The Coal Measures are associated with a number of discrete structural areas, all but the Kingswood Anticline being informally described as coal ‘basins’ (P948967).

Other Coal Measures occurrences

A small outcrop of Lower Coal Measures, including the Subcrenatum Marine Band, is present at Ebbor beneath the Ebbor Thrust, north-west of Wells. Other slices of Coal Measures are probably present beneath the Mesozoic cover within the Cheddar-Wells Thrust Belt on the south side of, and adjacent to the Mendips. In the absence of deep boreholes penetrating to the Palaeozoic basement, it is not known whether any appreciable areas of Coal Measures are present beneath the Mesozoic rocks of the Central Somerset Basin, though the geophysical evidence is thought to make this unlikely (Green and Welch, 1965)[1].

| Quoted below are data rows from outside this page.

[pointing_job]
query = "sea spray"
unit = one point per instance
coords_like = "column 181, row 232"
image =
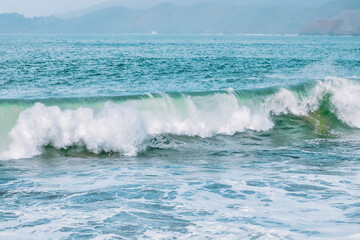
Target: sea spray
column 123, row 126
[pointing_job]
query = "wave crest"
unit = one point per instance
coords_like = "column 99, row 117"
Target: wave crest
column 123, row 127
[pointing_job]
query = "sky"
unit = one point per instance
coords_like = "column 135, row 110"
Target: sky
column 31, row 8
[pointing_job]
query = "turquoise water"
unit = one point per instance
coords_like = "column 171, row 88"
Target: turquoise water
column 179, row 137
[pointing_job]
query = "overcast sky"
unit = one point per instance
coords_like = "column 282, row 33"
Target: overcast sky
column 32, row 8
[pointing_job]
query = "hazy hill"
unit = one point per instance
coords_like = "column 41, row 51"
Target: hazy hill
column 346, row 22
column 212, row 17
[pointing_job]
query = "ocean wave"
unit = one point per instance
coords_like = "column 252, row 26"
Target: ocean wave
column 123, row 126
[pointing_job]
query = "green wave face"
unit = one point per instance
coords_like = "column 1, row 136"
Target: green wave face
column 125, row 124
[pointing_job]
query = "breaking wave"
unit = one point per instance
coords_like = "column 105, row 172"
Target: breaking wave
column 123, row 125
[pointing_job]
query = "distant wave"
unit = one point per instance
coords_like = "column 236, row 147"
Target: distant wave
column 123, row 125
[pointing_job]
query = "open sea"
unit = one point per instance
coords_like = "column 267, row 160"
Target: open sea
column 179, row 137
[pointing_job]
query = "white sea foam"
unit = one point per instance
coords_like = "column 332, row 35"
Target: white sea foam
column 123, row 127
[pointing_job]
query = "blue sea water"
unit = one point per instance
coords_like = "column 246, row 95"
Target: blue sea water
column 179, row 137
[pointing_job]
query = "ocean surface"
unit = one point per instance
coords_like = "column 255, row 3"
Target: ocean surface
column 179, row 137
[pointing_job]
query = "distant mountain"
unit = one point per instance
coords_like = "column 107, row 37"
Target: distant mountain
column 346, row 22
column 203, row 18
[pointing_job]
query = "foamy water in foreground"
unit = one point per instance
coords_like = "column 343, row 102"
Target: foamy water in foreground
column 178, row 137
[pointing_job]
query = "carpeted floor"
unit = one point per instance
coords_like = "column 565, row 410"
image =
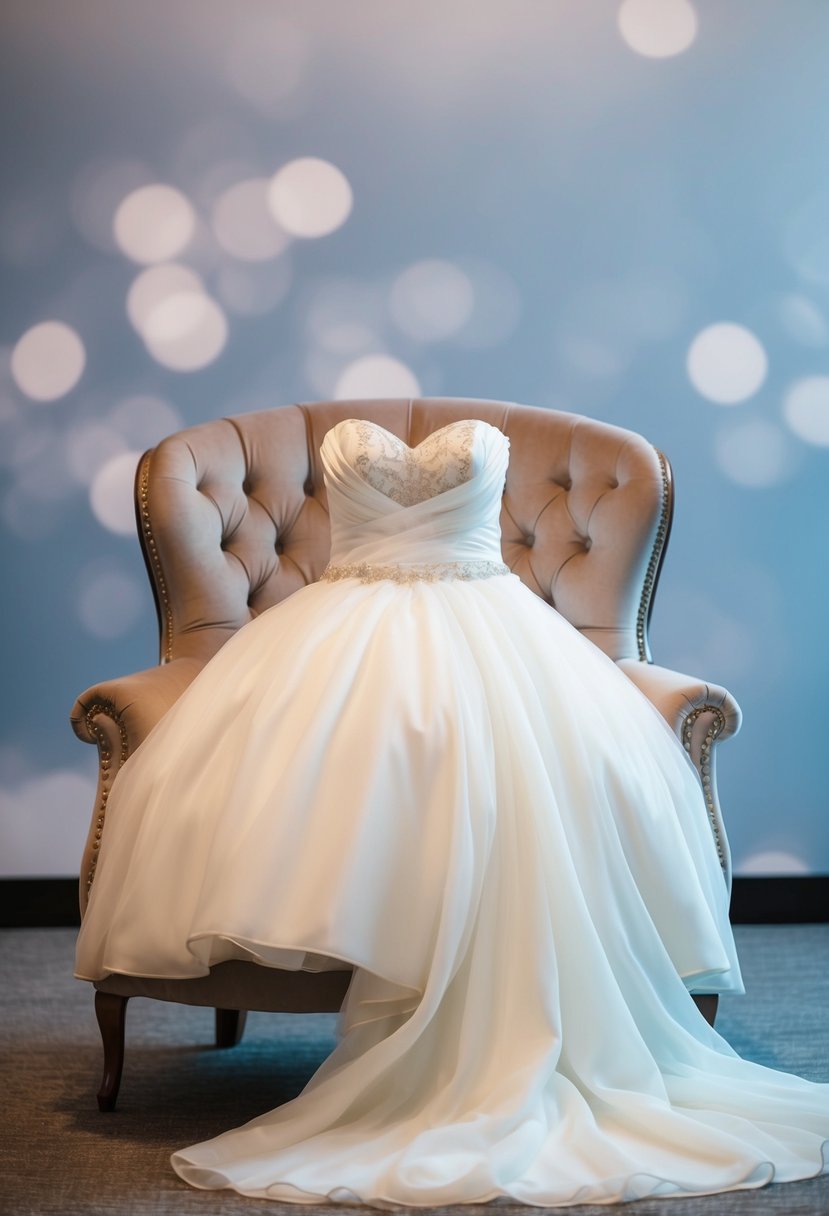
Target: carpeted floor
column 58, row 1154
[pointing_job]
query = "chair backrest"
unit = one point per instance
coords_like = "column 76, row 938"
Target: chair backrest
column 232, row 514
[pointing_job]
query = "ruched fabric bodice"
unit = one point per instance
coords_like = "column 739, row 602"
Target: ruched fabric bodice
column 460, row 524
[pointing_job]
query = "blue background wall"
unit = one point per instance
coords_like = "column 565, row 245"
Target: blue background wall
column 553, row 202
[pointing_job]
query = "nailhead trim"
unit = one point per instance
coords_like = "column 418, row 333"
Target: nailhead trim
column 154, row 561
column 653, row 564
column 108, row 709
column 716, row 728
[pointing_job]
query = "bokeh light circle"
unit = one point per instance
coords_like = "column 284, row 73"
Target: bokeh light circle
column 309, row 197
column 432, row 300
column 806, row 409
column 243, row 223
column 376, row 376
column 111, row 494
column 153, row 286
column 727, row 364
column 48, row 361
column 658, row 28
column 186, row 331
column 153, row 223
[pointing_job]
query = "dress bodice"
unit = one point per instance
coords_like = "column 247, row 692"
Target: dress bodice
column 438, row 502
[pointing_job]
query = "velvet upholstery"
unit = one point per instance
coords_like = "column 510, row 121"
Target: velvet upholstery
column 232, row 518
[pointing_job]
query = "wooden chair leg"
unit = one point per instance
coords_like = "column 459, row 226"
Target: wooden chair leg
column 111, row 1013
column 708, row 1003
column 230, row 1026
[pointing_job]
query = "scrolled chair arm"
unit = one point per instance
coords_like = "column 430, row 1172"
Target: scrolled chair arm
column 118, row 715
column 701, row 715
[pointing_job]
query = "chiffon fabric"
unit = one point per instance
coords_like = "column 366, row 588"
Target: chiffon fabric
column 418, row 769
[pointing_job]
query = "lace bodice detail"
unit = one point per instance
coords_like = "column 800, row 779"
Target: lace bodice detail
column 406, row 474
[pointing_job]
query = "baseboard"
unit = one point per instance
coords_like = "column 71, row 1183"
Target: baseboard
column 38, row 902
column 802, row 899
column 798, row 899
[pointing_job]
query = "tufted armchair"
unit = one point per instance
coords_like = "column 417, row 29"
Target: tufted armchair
column 232, row 518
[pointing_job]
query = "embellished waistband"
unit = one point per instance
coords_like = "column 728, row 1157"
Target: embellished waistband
column 423, row 572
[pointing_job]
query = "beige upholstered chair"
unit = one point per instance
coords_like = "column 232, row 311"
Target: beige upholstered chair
column 232, row 518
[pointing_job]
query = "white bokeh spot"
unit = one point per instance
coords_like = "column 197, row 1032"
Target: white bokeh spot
column 726, row 362
column 111, row 494
column 153, row 223
column 309, row 197
column 243, row 223
column 153, row 286
column 658, row 28
column 186, row 331
column 43, row 822
column 806, row 410
column 48, row 361
column 376, row 376
column 432, row 300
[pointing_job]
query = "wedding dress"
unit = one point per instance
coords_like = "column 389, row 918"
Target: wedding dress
column 417, row 767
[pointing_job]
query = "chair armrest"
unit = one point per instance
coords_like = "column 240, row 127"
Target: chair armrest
column 136, row 702
column 701, row 715
column 118, row 715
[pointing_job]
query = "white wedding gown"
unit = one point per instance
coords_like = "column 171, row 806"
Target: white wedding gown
column 418, row 767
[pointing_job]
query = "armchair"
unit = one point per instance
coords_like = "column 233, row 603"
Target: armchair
column 232, row 518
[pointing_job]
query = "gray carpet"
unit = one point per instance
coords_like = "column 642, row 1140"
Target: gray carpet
column 61, row 1155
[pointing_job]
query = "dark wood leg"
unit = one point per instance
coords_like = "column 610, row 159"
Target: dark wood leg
column 111, row 1013
column 230, row 1026
column 708, row 1003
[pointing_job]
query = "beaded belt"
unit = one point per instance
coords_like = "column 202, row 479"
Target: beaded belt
column 424, row 572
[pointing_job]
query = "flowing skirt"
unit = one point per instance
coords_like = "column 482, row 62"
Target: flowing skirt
column 447, row 788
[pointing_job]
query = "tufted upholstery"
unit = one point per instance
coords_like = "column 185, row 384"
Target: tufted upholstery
column 235, row 517
column 232, row 517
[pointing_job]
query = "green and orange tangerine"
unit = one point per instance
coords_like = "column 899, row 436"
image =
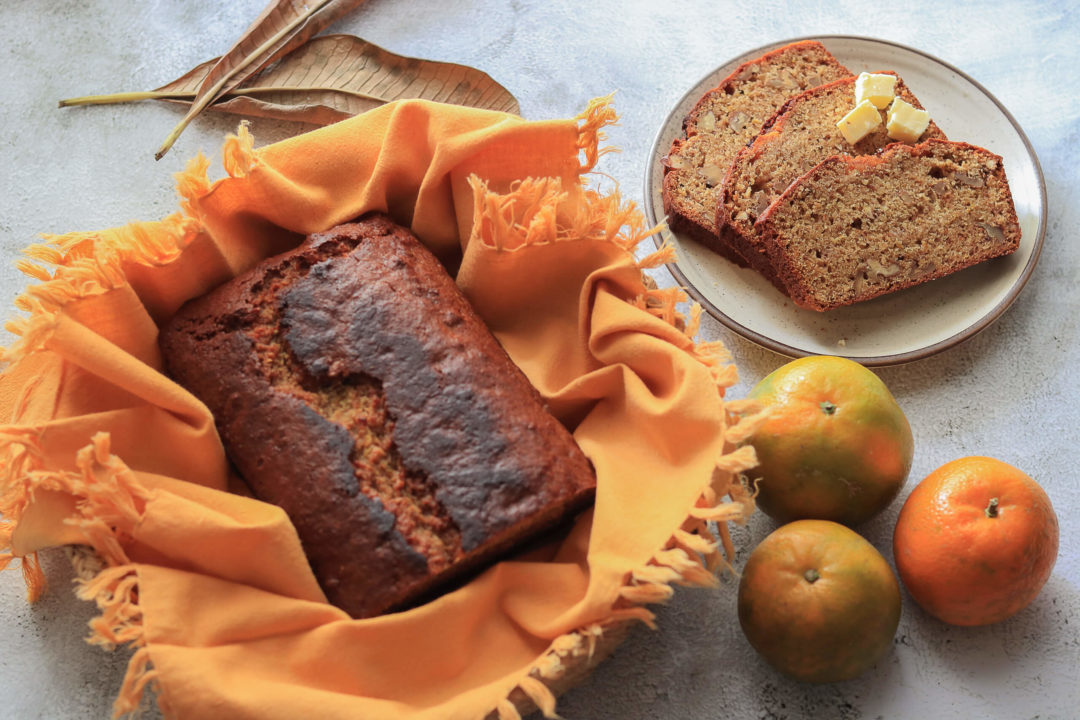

Farther south and east, steeply dipping Coal Measures were proved in the Westbury Boring (Wiltshire), apparently on the southern side of the buried continuation of the Beacon Hill Pericline or an associated en échelon fold. The lithology and flora suggest that the strata are Lower or lower Middle Coal Measures.

Boreholes in the Moreton-in-Marsh to Burford area indicate that the western limit of the Oxfordshire Coalfield extends to the line of the Moreton 'Axis'. The coalfield succession comprises a thick coal-bearing grey sandstone sequence of Pennant Measure type in the lower part. There are two coal-bearing groups above, separated by barren and red measures, and a thick barren red measure sequence at the top. The total thickness is of the order of 1350 m. The fauna and flora show that the measures lie entirely in the tenuis Biozone of Westphalian D age. They unconformably overlie Upper Devonian but without any apparent angular discordance.

Reference

  1. Green, G W, and Welch, F B A. 1965. Geology of the country around Wells and Cheddar. Memoir of the Geological Survey of Great Britain.